Who gets to "own" whatever is put into the ground?
I mean, if we give (say) £500 million to BT or Fujitsu, so they will put in some cables, do we (as in The Taxpayer) get to charge BT/Fujitsu for their use? Does this mean some of the comms infrastructure going back into Government hands?
Or are we just giving money to a private concern so it can charge us for the money we we gave it?
It should hardly come as a surprise, since the current government seem intent to remove ringfencing from everything (presumably with the intention that when the budget is cut, they can point the finger of blame at LAs / schools / privatised services rather than themselves).
FTTC may work for urban areas (cities / towns / village centres) but more far-flung properties are going to need something other than variations on a theme of ADSL. Some form of nationwide wireless access would be useful - for a start it would enable social care assessments to be completed electronically, from the client's home, directly onto the local authority's social care database rather than on paper (as has been traditional) or offline tools (which mean the assessment is lost if the laptop / tablet is lost / stolen between the client's home and the office).
the London subsidy
This must be yet another part of that London subsidy I hear people whinging about.
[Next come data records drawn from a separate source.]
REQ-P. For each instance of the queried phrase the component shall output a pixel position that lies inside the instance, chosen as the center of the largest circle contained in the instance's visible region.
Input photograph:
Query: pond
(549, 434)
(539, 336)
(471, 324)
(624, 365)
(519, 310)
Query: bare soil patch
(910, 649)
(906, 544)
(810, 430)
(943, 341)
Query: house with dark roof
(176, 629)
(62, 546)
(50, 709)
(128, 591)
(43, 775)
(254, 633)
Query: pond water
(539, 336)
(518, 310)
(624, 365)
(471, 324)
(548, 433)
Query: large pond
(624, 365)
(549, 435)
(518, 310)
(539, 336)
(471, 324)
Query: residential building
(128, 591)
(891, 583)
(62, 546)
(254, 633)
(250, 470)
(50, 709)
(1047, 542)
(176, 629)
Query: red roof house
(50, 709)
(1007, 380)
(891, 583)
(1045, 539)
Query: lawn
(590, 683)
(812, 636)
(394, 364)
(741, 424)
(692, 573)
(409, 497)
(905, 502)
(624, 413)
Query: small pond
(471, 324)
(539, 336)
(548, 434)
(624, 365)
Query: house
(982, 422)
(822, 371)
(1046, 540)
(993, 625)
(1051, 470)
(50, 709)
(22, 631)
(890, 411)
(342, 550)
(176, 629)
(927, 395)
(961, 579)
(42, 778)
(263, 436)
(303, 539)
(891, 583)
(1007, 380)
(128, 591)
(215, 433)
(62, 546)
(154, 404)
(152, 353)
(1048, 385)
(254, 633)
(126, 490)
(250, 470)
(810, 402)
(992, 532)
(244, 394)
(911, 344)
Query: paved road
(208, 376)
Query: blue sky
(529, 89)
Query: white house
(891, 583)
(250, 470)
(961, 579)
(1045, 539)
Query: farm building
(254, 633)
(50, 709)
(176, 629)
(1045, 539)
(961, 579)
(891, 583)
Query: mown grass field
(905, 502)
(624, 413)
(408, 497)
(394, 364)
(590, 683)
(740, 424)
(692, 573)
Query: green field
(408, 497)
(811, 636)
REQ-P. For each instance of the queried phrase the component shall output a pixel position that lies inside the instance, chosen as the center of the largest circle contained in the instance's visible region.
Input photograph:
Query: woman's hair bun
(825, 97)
Well since I appear to be paying to wire up Mr Reeve's country estate so all the family can enjoy HD porn how about they shut it for just a little bit.
Anyway no doubt Mr Reeve will still decide he only wishes to spend £7.20 a month so his packets will now wizz ever so quickly down various bits of expensively installed shiny optical fibre before crashing into the same contented mess of 'bandwidth management' processors and oversubscribed backhaul links.